Il reale per spiegare il virtuale. La professoressa di Psicologia alla Sapienza, Anna Maria Giannini,  ha coordinato una ricerca – in collaborazione con la Polizia Postale – sul cyberbullismo. L’innovazione dello studio dal titolo a tema “Quanto condividi” consiste nel fatto che per la prima volta psicologi ed esperti della sicurezza hanno voluto indagare insieme sui meccanismi che spingono gli adolescenti a comportamenti a rischio sul Web.

Il kit di strumenti per gli educatori. Alla fine della ricerca è stato elaborato un toolkit (kit di strumenti) che illustra fenomeni allarmanti per gli adulti, purtroppo frequenti nell’esperienza dei ragazzi, come l’adescamento in rete nelle sue forme più attuali, il cyberbullismo (così come declinato nella nuova Legge n. 71 del 29 maggio 2017), i disturbi alimentari condivisi in rete, l’autolesionismo e il gioco online come nuove forme di dipendenza psicologica virtuale, con una formula aperta alle integrazioni e alle novità emergenti.

Quando la rete diventa un incubo: le storie delle vittime di cyberbullismo

Doppia dimensione: cognitiva e emotiva. “Abbiamo finalmente capito – spiega Giannini – che gli adolescenti vivono, se così si può dire, una doppia dimensione: una cognitiva, l’altra emotiva. A livello razionale sanno perfettamente, ad esempio, che pubblicare la foto della fidanzata in atteggiamenti intimi su Facebook per ripicca o vendetta o per una stupida bravata è un comportamento da non fare. A livello emotivo, tuttavia, prevale la spinta della trasgressione che li porta a pubblicare quella foto”.

Legge contro il cyberbullismo: ecco cosa prevede

Con chi parla la vittima. Un altro importante risultato delle ricerca è il fatto che quando un adolescente si trova a vivere nei panni della vittima una esperienza di cyberbullismo prima si rivolge agli amici, poi ai genitori e solo in ultimo agli insegnanti. Questo è un dato che dovrebbe fare riflettere la scuola.

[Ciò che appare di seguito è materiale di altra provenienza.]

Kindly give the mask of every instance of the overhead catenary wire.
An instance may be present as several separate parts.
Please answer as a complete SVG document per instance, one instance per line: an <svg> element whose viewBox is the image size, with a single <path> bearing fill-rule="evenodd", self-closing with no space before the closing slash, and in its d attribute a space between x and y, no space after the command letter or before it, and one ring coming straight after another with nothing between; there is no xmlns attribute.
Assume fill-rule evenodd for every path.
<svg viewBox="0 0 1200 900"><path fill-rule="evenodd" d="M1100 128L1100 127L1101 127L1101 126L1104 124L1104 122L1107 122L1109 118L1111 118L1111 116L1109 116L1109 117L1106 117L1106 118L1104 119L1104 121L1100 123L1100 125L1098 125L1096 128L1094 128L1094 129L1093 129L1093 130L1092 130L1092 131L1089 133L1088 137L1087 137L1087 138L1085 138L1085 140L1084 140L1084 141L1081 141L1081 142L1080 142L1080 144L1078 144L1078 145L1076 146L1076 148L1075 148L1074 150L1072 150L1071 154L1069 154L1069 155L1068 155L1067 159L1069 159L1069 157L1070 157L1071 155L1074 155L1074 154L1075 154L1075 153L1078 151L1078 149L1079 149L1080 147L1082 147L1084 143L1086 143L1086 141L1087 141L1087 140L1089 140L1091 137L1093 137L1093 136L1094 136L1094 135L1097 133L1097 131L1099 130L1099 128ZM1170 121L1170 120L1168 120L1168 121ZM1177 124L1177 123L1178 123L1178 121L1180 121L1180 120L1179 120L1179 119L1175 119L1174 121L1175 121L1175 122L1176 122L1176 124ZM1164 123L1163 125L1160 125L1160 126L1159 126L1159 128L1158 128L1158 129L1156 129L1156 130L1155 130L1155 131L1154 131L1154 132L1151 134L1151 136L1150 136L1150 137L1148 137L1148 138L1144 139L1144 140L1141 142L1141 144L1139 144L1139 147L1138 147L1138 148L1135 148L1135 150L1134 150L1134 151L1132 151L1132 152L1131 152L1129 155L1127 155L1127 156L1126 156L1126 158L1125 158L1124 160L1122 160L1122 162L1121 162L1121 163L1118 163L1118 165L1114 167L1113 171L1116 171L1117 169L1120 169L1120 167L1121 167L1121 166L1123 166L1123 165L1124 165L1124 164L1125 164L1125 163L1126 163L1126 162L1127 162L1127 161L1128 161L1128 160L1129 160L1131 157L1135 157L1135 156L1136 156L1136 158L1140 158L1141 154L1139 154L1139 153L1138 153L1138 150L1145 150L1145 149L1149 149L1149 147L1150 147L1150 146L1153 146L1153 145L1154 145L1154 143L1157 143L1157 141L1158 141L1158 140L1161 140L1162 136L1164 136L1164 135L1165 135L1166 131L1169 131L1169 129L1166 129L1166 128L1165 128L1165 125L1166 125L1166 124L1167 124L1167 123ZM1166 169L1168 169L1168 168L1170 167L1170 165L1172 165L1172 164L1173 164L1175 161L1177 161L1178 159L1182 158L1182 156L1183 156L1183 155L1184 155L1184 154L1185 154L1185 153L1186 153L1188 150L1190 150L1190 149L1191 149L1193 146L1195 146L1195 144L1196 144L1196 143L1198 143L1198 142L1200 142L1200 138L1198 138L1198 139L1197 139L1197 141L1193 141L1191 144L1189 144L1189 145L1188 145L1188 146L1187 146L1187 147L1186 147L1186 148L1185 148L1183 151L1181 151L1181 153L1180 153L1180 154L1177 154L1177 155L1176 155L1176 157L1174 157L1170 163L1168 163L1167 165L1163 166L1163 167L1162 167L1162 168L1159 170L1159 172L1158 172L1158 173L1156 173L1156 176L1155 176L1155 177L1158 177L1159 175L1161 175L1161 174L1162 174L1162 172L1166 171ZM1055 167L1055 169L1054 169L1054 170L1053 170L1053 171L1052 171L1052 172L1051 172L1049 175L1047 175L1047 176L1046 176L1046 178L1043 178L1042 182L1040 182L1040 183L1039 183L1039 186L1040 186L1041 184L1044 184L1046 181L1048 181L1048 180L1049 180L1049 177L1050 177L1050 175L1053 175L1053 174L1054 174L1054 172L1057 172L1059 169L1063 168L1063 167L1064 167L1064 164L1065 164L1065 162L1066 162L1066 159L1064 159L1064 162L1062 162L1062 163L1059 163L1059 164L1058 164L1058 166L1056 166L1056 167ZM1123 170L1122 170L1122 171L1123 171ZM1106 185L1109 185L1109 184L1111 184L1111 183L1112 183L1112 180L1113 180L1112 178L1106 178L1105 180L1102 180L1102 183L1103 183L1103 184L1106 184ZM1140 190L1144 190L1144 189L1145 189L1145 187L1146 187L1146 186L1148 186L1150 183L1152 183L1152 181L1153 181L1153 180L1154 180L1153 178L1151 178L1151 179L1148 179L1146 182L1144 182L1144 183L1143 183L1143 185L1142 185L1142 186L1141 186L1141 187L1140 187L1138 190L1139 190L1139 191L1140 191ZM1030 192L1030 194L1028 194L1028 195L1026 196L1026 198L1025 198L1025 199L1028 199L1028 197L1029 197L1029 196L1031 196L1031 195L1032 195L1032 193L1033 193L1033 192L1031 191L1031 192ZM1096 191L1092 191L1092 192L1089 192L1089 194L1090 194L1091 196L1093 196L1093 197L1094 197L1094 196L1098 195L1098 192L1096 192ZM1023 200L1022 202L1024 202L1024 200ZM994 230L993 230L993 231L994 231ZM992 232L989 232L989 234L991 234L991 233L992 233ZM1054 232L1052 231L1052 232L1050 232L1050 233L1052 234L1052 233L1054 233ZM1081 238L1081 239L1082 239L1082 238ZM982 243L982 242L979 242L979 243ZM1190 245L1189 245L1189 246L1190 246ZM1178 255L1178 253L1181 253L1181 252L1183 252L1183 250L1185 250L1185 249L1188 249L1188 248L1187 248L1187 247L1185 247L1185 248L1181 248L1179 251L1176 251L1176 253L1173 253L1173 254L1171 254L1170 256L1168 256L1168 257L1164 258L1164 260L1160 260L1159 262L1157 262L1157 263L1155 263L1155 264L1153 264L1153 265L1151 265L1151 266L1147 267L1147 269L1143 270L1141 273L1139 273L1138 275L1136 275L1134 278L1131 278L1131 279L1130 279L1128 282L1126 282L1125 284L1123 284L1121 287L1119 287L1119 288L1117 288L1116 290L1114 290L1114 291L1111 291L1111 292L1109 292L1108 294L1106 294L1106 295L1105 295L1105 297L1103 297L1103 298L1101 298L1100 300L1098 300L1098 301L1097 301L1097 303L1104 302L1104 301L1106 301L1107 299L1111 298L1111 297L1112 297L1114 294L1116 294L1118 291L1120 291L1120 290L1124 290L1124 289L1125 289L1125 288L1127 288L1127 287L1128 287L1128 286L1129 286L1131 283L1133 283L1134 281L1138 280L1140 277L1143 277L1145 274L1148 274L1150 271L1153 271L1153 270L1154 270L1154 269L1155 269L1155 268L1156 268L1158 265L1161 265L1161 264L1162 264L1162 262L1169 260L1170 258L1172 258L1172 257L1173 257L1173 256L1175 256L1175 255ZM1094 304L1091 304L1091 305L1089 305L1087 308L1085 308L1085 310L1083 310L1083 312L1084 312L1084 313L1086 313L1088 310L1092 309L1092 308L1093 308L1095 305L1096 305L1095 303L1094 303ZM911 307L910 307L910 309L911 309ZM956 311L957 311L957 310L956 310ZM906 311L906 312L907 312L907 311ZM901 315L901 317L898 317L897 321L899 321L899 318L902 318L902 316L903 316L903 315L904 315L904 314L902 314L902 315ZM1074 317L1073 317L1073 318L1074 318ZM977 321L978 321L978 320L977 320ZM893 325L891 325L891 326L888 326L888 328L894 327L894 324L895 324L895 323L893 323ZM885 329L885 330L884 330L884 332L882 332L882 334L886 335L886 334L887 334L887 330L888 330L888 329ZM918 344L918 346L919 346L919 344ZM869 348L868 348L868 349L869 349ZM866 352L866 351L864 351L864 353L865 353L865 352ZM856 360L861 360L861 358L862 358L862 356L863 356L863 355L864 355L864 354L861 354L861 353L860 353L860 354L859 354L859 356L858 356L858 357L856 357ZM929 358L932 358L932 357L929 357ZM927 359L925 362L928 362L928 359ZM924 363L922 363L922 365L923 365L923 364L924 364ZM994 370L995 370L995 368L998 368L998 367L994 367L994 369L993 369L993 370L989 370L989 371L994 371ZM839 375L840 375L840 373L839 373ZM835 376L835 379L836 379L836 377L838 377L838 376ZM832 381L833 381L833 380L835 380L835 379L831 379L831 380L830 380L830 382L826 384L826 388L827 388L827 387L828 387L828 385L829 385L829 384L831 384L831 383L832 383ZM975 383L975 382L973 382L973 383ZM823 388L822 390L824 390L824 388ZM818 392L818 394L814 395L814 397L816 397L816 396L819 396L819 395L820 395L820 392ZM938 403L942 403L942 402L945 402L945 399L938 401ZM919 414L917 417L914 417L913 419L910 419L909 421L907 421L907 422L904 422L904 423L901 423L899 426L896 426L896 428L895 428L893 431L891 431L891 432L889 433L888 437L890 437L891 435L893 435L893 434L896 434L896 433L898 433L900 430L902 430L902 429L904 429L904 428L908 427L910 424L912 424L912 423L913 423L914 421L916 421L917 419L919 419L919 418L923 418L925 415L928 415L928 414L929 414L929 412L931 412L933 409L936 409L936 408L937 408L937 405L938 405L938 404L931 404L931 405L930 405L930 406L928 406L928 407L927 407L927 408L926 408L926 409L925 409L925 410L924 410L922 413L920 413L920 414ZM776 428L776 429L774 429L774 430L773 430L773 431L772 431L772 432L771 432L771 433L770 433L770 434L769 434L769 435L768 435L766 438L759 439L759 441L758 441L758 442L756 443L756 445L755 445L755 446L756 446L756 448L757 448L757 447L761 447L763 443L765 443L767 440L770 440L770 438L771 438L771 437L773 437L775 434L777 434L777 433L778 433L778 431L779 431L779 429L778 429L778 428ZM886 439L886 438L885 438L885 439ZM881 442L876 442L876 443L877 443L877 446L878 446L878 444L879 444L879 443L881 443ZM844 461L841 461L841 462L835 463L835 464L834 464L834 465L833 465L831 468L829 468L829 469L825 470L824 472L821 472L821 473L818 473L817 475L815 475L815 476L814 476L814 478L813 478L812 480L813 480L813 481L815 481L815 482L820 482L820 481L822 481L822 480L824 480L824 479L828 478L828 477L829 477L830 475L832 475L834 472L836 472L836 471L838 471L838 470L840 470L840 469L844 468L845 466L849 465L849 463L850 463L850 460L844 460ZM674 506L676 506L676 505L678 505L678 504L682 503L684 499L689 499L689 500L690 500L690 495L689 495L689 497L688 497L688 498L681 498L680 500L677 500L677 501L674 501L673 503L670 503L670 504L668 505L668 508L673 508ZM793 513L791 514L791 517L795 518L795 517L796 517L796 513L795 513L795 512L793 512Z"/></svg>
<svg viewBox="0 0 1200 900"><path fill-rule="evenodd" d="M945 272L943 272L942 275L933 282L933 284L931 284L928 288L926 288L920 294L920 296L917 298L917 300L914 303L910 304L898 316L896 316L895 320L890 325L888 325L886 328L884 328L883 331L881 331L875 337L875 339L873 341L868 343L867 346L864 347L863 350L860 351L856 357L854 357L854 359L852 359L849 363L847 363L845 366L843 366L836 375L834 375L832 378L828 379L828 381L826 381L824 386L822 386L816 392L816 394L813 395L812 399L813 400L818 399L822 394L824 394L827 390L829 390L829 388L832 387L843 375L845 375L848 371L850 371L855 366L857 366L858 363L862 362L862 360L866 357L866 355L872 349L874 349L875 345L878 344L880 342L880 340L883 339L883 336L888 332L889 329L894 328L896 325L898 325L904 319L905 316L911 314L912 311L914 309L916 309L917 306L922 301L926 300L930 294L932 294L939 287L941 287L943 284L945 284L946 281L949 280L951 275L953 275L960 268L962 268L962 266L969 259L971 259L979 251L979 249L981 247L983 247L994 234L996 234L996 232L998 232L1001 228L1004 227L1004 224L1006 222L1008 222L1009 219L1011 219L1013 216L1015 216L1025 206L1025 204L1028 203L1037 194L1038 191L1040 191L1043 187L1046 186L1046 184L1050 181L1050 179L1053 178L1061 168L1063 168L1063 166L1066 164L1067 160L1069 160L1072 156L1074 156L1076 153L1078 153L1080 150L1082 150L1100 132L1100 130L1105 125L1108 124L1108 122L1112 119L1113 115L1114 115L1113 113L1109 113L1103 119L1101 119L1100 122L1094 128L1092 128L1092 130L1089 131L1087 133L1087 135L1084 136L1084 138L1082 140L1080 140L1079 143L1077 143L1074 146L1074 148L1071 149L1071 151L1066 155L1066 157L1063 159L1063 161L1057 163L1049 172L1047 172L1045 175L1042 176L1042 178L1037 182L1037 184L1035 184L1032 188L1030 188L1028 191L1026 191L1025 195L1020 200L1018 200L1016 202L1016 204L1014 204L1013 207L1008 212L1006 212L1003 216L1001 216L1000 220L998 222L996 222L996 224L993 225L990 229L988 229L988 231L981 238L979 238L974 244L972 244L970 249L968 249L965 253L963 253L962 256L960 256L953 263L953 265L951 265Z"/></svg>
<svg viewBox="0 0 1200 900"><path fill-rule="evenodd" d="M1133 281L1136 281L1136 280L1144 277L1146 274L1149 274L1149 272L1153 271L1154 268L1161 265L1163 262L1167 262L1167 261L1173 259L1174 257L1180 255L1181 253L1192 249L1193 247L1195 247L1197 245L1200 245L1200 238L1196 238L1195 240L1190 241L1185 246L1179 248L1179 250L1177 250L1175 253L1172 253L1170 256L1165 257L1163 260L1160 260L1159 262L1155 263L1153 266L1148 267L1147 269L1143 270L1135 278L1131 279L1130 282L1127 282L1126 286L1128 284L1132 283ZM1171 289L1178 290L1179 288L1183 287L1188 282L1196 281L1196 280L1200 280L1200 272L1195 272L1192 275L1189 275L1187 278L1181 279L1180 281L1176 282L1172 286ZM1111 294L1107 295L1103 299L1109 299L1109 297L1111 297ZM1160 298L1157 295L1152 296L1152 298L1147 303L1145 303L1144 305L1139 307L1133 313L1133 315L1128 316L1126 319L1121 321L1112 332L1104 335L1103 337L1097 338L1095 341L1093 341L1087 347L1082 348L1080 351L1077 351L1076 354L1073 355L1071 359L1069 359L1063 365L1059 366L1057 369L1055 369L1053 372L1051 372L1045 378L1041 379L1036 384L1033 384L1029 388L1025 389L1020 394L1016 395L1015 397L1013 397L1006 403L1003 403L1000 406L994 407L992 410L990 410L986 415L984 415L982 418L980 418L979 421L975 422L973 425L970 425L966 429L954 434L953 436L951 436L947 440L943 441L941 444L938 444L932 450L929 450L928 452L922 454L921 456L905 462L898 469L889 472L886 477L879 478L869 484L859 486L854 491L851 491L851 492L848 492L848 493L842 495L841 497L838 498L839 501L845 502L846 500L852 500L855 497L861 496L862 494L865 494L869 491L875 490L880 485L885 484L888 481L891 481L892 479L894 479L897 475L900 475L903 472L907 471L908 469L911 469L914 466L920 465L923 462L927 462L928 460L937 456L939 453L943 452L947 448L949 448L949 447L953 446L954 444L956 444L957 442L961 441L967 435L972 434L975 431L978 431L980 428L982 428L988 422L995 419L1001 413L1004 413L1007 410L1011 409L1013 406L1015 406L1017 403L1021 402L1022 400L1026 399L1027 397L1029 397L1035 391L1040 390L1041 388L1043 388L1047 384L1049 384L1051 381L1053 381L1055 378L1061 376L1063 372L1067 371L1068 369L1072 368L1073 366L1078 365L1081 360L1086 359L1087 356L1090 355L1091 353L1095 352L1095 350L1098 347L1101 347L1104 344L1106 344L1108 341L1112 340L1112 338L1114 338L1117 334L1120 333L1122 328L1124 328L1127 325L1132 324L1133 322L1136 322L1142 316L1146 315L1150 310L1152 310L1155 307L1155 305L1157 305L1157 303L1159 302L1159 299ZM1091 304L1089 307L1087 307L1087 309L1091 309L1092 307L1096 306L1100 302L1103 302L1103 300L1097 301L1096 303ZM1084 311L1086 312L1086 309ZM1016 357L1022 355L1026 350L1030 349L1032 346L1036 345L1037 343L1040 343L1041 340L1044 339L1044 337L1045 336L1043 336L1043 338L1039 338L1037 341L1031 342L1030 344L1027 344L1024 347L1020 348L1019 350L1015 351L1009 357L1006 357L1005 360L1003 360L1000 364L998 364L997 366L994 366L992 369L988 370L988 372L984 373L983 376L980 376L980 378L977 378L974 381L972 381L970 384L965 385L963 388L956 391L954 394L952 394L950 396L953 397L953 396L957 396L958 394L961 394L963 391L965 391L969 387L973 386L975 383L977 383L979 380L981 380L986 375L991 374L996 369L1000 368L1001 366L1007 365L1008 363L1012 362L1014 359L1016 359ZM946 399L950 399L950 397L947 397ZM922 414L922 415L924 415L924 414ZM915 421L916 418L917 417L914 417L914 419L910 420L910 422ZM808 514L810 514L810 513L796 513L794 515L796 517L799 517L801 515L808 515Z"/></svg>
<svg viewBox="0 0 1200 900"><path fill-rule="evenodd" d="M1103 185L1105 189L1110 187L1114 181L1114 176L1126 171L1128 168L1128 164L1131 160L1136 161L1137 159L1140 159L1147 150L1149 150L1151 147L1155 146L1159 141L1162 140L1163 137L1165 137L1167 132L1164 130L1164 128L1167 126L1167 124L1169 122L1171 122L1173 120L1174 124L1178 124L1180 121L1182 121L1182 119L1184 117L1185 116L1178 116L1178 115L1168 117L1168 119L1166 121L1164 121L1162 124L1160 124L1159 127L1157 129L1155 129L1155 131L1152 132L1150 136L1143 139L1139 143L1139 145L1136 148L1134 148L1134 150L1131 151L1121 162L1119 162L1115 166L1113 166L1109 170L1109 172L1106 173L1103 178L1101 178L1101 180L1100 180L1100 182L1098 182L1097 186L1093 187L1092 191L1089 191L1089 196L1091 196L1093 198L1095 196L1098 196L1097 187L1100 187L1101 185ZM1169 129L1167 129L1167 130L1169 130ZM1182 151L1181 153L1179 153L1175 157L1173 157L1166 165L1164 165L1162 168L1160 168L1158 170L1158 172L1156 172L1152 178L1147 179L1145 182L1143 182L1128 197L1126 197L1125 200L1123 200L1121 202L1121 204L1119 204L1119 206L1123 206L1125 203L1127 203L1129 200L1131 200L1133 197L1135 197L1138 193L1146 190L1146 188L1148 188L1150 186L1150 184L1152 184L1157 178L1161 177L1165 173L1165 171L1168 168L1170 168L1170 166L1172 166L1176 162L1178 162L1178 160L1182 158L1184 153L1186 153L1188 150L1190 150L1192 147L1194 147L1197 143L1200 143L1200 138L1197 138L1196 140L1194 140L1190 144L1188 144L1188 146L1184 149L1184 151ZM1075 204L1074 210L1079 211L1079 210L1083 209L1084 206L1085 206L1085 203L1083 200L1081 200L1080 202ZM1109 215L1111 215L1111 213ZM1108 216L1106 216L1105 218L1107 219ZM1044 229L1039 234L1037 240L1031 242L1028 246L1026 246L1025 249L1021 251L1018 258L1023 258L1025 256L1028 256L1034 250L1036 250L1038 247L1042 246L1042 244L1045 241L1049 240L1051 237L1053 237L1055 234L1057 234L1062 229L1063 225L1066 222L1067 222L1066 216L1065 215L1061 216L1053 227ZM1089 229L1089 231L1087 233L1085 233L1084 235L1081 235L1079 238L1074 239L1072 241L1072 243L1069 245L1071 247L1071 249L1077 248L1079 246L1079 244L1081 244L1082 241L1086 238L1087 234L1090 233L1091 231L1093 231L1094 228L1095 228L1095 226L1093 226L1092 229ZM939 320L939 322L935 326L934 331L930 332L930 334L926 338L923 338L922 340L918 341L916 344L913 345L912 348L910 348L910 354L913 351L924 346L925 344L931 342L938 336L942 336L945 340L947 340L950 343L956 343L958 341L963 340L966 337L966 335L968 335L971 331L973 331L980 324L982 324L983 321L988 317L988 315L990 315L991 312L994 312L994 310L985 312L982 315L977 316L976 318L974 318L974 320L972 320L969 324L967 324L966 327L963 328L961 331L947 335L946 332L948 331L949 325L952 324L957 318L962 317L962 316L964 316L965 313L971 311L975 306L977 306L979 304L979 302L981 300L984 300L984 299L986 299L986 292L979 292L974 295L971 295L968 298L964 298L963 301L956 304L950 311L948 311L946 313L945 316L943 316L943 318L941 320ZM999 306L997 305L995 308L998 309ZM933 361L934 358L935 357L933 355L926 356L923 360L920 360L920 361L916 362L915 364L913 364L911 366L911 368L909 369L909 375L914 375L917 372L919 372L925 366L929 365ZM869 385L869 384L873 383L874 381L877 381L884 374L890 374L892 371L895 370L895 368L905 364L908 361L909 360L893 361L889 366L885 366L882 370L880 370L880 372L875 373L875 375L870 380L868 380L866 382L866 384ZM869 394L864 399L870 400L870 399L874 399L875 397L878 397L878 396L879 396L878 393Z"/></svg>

Il risultato/1: parlare alla parte emotiva. “Avendo capito questo – spiega ancora la docente – abbiamo pensato di trovare un modo per comunicare a quella parte emotiva degli adolescenti. Come? Presentando casi reali di bullismo spiegando la forte sofferenza della vittima che grazie a quei comportamenti ha avuto la vita distrutta. E contemporaneamente i guai a cui è andato incontro il bullo, anche lui con la vita rovinata da denunce, processi, richieste di danni, e fedina penale macchiata.

Il risultato/1: “Strumenti nuovi agli insegnanti”. Sono stati definiti contenuti di un toolkit per la formazione Safe Web: osservazione e azione per la protezione degli studenti in rete insieme alla Polizia di Stato. Si tratta di uno strumento pratico pensato per  insegnanti, adulti determinanti nella vita dei ragazzi e vicini ai linguaggi dei giovani e che riassume la pluriennale esperienza di contatto diretto della Polizia Postale e delle Comunicazioni con vittime e autori di reati online, con le loro famiglie, con educatori e operatori della tutela dei minori.

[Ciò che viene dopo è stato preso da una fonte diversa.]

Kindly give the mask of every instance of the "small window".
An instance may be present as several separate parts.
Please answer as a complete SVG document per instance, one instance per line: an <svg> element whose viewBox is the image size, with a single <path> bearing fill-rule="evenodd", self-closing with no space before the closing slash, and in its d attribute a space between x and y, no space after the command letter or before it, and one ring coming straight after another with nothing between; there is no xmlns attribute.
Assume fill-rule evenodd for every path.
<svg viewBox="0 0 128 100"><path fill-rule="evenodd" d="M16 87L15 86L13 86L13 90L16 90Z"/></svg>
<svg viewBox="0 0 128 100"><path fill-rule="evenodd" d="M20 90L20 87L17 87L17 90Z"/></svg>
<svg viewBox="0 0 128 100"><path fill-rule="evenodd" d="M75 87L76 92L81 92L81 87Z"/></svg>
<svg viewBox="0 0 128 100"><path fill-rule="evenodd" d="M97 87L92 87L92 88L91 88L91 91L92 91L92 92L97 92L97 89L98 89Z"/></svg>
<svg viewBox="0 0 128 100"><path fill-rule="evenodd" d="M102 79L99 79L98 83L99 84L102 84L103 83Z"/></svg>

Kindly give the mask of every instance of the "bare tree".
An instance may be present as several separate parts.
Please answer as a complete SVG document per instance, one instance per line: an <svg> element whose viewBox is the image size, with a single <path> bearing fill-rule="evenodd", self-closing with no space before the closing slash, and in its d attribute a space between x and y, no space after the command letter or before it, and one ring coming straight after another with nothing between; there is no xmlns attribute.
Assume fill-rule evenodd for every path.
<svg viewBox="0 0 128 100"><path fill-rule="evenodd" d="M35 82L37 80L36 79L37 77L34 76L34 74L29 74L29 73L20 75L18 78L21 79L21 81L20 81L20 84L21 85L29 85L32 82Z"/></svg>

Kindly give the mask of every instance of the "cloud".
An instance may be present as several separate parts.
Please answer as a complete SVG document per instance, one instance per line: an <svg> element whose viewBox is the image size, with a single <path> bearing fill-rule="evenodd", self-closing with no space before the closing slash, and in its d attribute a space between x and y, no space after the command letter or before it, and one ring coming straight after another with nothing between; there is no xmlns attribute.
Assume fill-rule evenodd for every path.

Il ruolo (negativo) dei genitori. “Una grande responsabilità del degenerare dei comportamenti in rete degli adolescenti è dei loro genitori – spiega Anna Maria Giannini – sono loro che in primis devono educare i figli a comportamenti corretti. In particolare non devono avere coi loro figli comportamenti oppositivi rispetto ai messaggi educativi della scuola. Se in classe gli insegnanti spiegano che pubblicare le foto in certe situazioni è vietato, madre e padre non devono a casa avere un atteggiamento ambiguo, magari dando l’esempio contrario. È come quel genitore che dice al figlio che le sigarette fanno male. E poi gli fuma davanti”.

Ma perché questa ricerca? Era un passo obbligato, spiegano gli autori, dopo l’entrata in vigore della legge su cyberbullismo che, per dirla con le parole del capo della Polizia Franco Gabrielli, “punta correttamente sulla formazione, sull’educazione e sul recupero prima ancora che sulla sanzione”. Inoltre, s’era capito che presentarsi alle scuole facendo leva sulla componente ‘cognitiva dei ragazzi era inutile. Spiegare ai ragazzi “la legge vieta la pubblicazione delle foto…” è del tutto inutile.

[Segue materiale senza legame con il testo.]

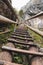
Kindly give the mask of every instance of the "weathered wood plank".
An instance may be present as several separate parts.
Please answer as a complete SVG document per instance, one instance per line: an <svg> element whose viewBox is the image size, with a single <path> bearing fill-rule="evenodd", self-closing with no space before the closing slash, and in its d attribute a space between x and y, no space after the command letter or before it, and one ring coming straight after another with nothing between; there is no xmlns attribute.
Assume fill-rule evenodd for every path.
<svg viewBox="0 0 43 65"><path fill-rule="evenodd" d="M14 38L14 39L21 39L21 40L32 40L32 38L23 38L23 37L19 37L19 36L10 36L11 38Z"/></svg>
<svg viewBox="0 0 43 65"><path fill-rule="evenodd" d="M2 23L13 23L13 24L17 24L17 22L13 21L13 20L10 20L2 15L0 15L0 22Z"/></svg>
<svg viewBox="0 0 43 65"><path fill-rule="evenodd" d="M25 24L26 25L26 24ZM35 28L32 28L31 26L28 26L26 25L30 30L34 31L35 33L39 34L40 36L43 37L43 32L38 30L38 29L35 29Z"/></svg>
<svg viewBox="0 0 43 65"><path fill-rule="evenodd" d="M22 35L28 35L27 33L22 33L22 32L14 32L16 34L22 34Z"/></svg>
<svg viewBox="0 0 43 65"><path fill-rule="evenodd" d="M29 45L29 46L34 46L34 47L36 47L37 45L36 44L34 44L33 42L31 42L31 41L29 41L28 43L22 43L22 42L19 42L19 41L17 41L17 40L15 40L15 42L13 42L13 41L9 41L8 43L14 43L14 44L21 44L21 45ZM38 46L37 46L38 47Z"/></svg>
<svg viewBox="0 0 43 65"><path fill-rule="evenodd" d="M12 33L12 35L14 35L14 36L21 36L21 37L27 37L27 38L32 38L29 35L22 35L22 34L16 34L16 33Z"/></svg>
<svg viewBox="0 0 43 65"><path fill-rule="evenodd" d="M11 62L0 60L0 65L22 65L22 64L11 63Z"/></svg>
<svg viewBox="0 0 43 65"><path fill-rule="evenodd" d="M0 32L0 34L5 34L5 33L8 33L10 32L10 30L5 30L4 32Z"/></svg>
<svg viewBox="0 0 43 65"><path fill-rule="evenodd" d="M18 40L13 39L13 38L9 38L8 41L9 41L9 42L16 43L16 44L17 44L17 43L18 43L18 44L23 44L23 45L29 45L28 42L33 42L33 40L29 40L29 41L25 41L25 42L20 42L20 41L18 41ZM30 44L30 45L31 45L31 44Z"/></svg>
<svg viewBox="0 0 43 65"><path fill-rule="evenodd" d="M22 49L17 49L17 48L11 48L11 47L7 47L7 46L3 46L2 49L6 50L6 51L17 52L17 53L22 53L22 54L43 56L43 53L41 53L41 52L32 52L29 50L27 51L27 50L22 50Z"/></svg>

Come rivolgersi agli adolescenti? S’è voluto in sostanza trovare un nuovo linguaggio per comunicare con il mondo degli adolescenti, responsabilizzandoli fino a raccontare loro come il cyberbullismo si traduca nel reale in sofferenze e danni per vittima e autore.

I social preferiti dagli adolescenti. L’attrazione tra giovani e nuove tecnologie è oramai inarrestabile: secondo i dati della ricerca Sapienza-Polizia Postale, 9 ragazzi su 10 usano Instagram per comunicare tra loro, 6 su 10 hanno e usano giornalmente un profilo Facebook. È per stare insieme in rete, per socializzare e soddisfare la curiosità tipica dell’età che 6 ragazzi su 10 usano i social network, in contatto globale, 24 ore su 24, per 9 ragazzi su 10 sempre soprattutto attraverso gli smartphone.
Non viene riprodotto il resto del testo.